This effort aims to ensure that all financial transactions, including salaries, are conducted in naira. The proposed ban would cover not only local workers but also expatriates, eliminating discriminatory practices and boosting confidence in Nigeria’s local currency. The legislation would make it mandatory to use naira for exports as well, helping to strengthen its value.

The Senate is working on a bill to amend the Central Bank of Nigeria (CBN) Act of 2007, titled “A Bill for an Act to Alter the Central Bank of Nigeria Act, 2007, No. 7, to Prohibit the Use of Foreign Currencies for Remuneration and for Other Related Matters.”

Sponsored by Senator Ned Nwoko (PDP, Delta North), the bill seeks to outlaw the use of the U.S. dollar and other foreign currencies in exchange and payment for goods and services in Nigeria.

Senator Nwoko emphasized that the dominance of foreign currencies in Nigeria’s financial system has weakened the naira, leading to a negative impact on its value.
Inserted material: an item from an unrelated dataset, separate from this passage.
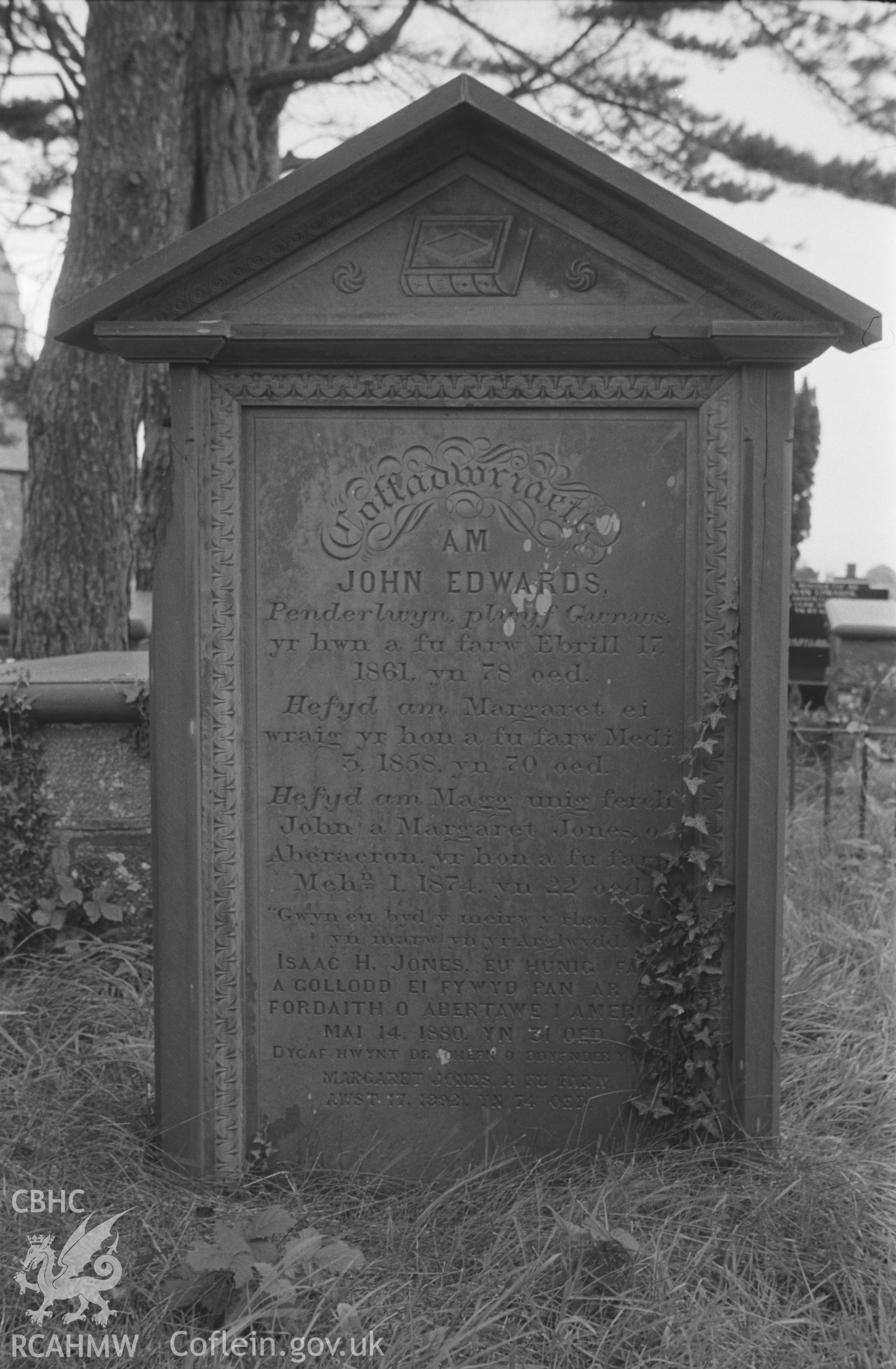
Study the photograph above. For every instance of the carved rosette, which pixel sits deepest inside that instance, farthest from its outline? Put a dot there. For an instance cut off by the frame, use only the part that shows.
(224, 787)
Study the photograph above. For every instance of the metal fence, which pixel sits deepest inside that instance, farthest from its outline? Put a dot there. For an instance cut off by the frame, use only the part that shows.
(869, 751)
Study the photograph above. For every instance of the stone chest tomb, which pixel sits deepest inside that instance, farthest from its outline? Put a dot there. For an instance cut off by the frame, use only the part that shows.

He argued that the proposed ban is essential for Nigeria’s economic freedom and growth, calling the continued use of foreign currencies a lingering colonial legacy. Nwoko pointed out that while Nigeria gained independence in 1960, it has yet to achieve full economic independence.

The bill represents a major step toward redefining Nigeria’s monetary landscape, aiming to restore the country’s monetary sovereignty and promote a self-reliant economy.

Nwoko described it as a visionary blueprint for Nigeria’s economic future, advocating for policies that prioritize the naira, challenge colonial-era practices, and foster industrial growth. If passed, the bill could signal a transformative era for Nigeria, driven by innovation, cultural pride, and sustainable economic growth.

The bill includes provisions to prohibit the payment of salaries, transactions, and goods in foreign currencies, ensuring that all payments, including those to expatriates, are made in naira. Crude oil and other exports would be sold exclusively in naira, driving demand for the currency.

The bill aims to establish the naira as the central currency for all financial operations and seeks to abolish informal currency markets that undermine the formal economy, such as those involving round-tripping by banks. Banks would be directed to offer loans with affordable interest rates to stimulate industrialization.

The bill also advocates for storing Nigeria’s foreign reserves domestically to safeguard the nation’s economic sovereignty. Additionally, the bill proposes an integrated approach to economic development, focusing on production, financing, and local innovation to strengthen the economy.